Each site will have a local database VIP, which will be managed by pacemaker on the controller cluster and assigned to one of the controller hosts.  HAProxy will listen on that VIP and forward connections to the actual DB servers, with a strong preference for any local server(s).

The following information will be provided in an environment file:

 - local Keystone DB servers (0 or more IP/hostname[:port] combinations)
 - remote Keystone DB servers (2 or more IP/hostname[:port] combinations)
 - database name (default to keystone)
 - database credentials
 - local Keystone database VIP (optional)

Comment 2 Ian Pilcher 2017-01-26 16:47:21 UTC
A few additional thoughts around this ...

We believe that we won't hit the SELECT ... FOR UPDATE issue that forces us to use a single Galera writer in the general case:


Rolling N+1 upgrades should be possible by following the correct procedure:


This may require logic to disable the db_sync command that we use to upgrade the database schema in the normal upgrade case.

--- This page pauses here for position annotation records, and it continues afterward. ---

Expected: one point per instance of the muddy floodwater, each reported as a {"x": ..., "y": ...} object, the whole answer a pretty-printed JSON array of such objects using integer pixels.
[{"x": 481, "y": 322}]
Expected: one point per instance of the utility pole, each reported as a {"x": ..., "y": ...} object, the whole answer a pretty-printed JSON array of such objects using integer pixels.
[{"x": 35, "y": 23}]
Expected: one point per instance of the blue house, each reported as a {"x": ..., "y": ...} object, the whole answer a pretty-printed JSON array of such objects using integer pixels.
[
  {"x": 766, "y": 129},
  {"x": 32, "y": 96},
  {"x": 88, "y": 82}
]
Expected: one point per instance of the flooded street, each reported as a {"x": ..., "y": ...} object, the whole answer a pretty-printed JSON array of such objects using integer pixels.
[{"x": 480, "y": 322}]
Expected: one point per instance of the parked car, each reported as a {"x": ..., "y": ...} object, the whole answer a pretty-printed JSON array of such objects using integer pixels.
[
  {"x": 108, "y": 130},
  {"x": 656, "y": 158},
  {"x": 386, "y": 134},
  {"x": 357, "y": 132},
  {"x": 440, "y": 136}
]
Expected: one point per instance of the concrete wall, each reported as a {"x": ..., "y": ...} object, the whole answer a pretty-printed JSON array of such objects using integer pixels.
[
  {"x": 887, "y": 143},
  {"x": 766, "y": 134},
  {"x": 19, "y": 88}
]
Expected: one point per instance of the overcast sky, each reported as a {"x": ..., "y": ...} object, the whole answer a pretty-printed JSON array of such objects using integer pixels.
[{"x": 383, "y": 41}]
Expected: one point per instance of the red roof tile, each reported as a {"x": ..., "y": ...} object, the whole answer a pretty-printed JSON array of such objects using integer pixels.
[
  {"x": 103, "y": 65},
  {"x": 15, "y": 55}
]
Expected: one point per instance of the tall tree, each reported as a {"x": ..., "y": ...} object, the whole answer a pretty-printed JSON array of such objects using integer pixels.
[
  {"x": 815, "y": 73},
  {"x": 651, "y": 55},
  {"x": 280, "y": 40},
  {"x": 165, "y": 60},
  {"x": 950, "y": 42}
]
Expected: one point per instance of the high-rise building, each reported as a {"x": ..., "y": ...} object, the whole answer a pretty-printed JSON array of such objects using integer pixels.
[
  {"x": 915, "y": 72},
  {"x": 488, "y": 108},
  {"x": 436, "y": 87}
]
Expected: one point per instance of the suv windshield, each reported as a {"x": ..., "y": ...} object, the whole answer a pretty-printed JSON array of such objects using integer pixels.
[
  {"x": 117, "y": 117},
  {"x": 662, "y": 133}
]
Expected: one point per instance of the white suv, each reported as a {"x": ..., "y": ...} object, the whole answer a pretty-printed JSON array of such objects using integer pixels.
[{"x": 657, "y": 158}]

Also, we're going to want to put each region's service accounts (neutron, heat, nova, ... maybe admin) into a separate region-specific Keystone domain in order to avoid collisions between the different regions.  This domain will still use "local" (Keystone database) storage, and is distinct from the Active Directory/LDAP/SAML/etc. domain(s) used for normal user authentication.  I'm not sure if this is possible with TripleO today.

Comment 5 Chris Jones 2018-01-08 16:25:44 UTC
*** Bug 1368965 has been marked as a duplicate of this bug. ***

Comment 8 Harry Rybacki 2018-12-08 18:14:21 UTC
Closing as WONT FIX. Upstream is presently holding discussions related to how Keystone will fit into the Edge model.